ESB Professional via Shutterstock
Khraish leans strongly toward the latter possibility, for a number of reasons. Again, he doesn’t think the houses can be brought up to code. But in addition, many of the tenants in those houses have stopped paying rent, so they are now in arrears. And many are not citizens.

Khraish says he might be willing to work something out with even those tenants because of his longstanding relationship with them. But he has trouble believing any other lender, even a philanthropist, would or could extend mortgages to people with poor rent-paying histories, many of whom may have nonfunctioning Social Security numbers.

If nothing gets done by June 3, then at some point those people are out on the street with their kids, their clothes, their TV sets and their pets — events sure to provide an endless loop of drama on local television news. Who will be blamed? Will it be Khraish and Carney, the ones actually carrying out the evictions? Will it be Rawlings, whose aggressive posture against low-rent landlords helped put Khraish and Carney in this position? Or will it be Alonzo, for ignoring the plight of her own constituents?

Yesterday, 24 hours after Rawlings’ meeting with Khraish, The Dallas Morning News carried a headline on its metro front page, “City Asks HMK to Sell Homes to Tenants.” The story made no mention of philanthropists, nor did it provide any detail of how and when such sales would be effected.

Instead, the story said: “Dallas officials on Monday asked a landlord who is shuttering hundreds of low-rent rental homes, mostly in West Dallas, to consider selling some of his homes to tenants.”

The balance of the story portrayed Khraish as greedy and reluctant to allow his own tenants to become homeowners.
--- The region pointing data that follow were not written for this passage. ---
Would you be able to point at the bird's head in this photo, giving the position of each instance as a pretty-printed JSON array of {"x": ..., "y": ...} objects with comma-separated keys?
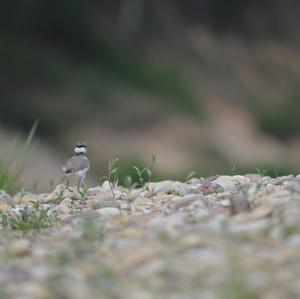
[{"x": 80, "y": 148}]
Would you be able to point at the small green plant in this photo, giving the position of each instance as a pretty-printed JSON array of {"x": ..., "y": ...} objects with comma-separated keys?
[
  {"x": 26, "y": 219},
  {"x": 235, "y": 285},
  {"x": 190, "y": 176},
  {"x": 11, "y": 170},
  {"x": 112, "y": 175},
  {"x": 144, "y": 175},
  {"x": 22, "y": 191}
]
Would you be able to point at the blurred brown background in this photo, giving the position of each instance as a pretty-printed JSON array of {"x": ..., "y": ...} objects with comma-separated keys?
[{"x": 209, "y": 85}]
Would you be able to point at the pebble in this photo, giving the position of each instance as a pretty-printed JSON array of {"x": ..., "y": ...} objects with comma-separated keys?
[
  {"x": 218, "y": 229},
  {"x": 19, "y": 248},
  {"x": 108, "y": 212}
]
He is quoted as saying, “I cannot give my properties away.” The story cites county tax appraisals as reflections of value, even though appraisals usually are a fraction of true market value.

Khraish thinks that was what the whole meeting was about — painting him as a greedy fiend tossing all these families into the street for no good reason, even when a secret hypothetical philanthropist wants to save them.
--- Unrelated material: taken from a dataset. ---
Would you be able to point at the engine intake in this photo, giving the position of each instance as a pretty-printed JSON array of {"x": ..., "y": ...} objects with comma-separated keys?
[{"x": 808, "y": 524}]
“The mayor was looking for a sound bite, so he and Monica Alonzo could take it their constituents and say, ‘We’ve got Mr. Khraish to agree to sell his houses to the tenants.’”

Khraish told me of course there is a price at which he would be willing to sell any of his properties. Carney pointed out to me that Khraish is already under contract to sell hundreds of houses to Habitat for Humanity.
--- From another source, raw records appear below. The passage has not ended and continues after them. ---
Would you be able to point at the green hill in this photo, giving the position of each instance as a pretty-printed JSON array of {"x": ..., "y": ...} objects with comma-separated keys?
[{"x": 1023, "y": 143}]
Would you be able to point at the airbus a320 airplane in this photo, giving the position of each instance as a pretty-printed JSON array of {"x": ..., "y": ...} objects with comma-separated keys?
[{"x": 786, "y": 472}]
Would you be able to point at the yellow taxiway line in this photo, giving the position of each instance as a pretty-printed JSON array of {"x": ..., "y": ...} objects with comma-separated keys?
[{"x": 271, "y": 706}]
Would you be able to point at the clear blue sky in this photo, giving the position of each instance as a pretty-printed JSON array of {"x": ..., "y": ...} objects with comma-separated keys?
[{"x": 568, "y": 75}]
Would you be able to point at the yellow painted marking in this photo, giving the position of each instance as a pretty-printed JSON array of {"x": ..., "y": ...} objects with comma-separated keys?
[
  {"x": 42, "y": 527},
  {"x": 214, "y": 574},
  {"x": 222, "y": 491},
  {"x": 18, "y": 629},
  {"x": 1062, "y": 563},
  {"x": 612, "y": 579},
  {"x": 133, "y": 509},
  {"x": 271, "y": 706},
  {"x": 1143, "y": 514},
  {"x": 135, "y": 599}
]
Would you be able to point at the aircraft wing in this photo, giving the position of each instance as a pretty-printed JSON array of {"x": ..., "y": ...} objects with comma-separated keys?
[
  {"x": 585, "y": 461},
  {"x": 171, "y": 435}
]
But the absence of a named buyer for the 200 little houses and the absence of any real negotiations for price or terms are strong indications, Khraish and Carney believe, that the mayor’s offer was an insincere ploy, probably goaded from them in part by Narvaez’s electrifying speech to the council the week before.

Therefore Khraish would not give the mayor or Alonzo the blanket agreement to sell that they sought from him: “I wouldn’t give it to them. I told them from the very beginning that’s not possible.

“I am not going to sell these houses to these tenants, because they have been deemed noncompliant with Chapter 27, nor can they be made compliant, according to Bill Hall, and therefore I am not going to be selling my tenants a bill of goods.”

The City Council elections are six weeks away. Hypothetical or not, the mayor and Alonzo have already given the poor families threatened with eviction hope that their troubles and fears may be at an end.

A rich person has emerged — the hypothetical philanthropist. The hypothetical philanthropist will buy their houses from Khraish, repair them to pristine quality, then sell the houses to the tenants, who pay between $400 and $500 a month in rent now, at mortgage rates they will be able to afford. Federal ICE agents will not show up at the closing with a van and haul them all off for deportation.

It’s a lot to hope for. Rawlings and Alonzo have one of two things in their covered basket, a miracle or a monstrous lie. Between now and the election, that truth must be known.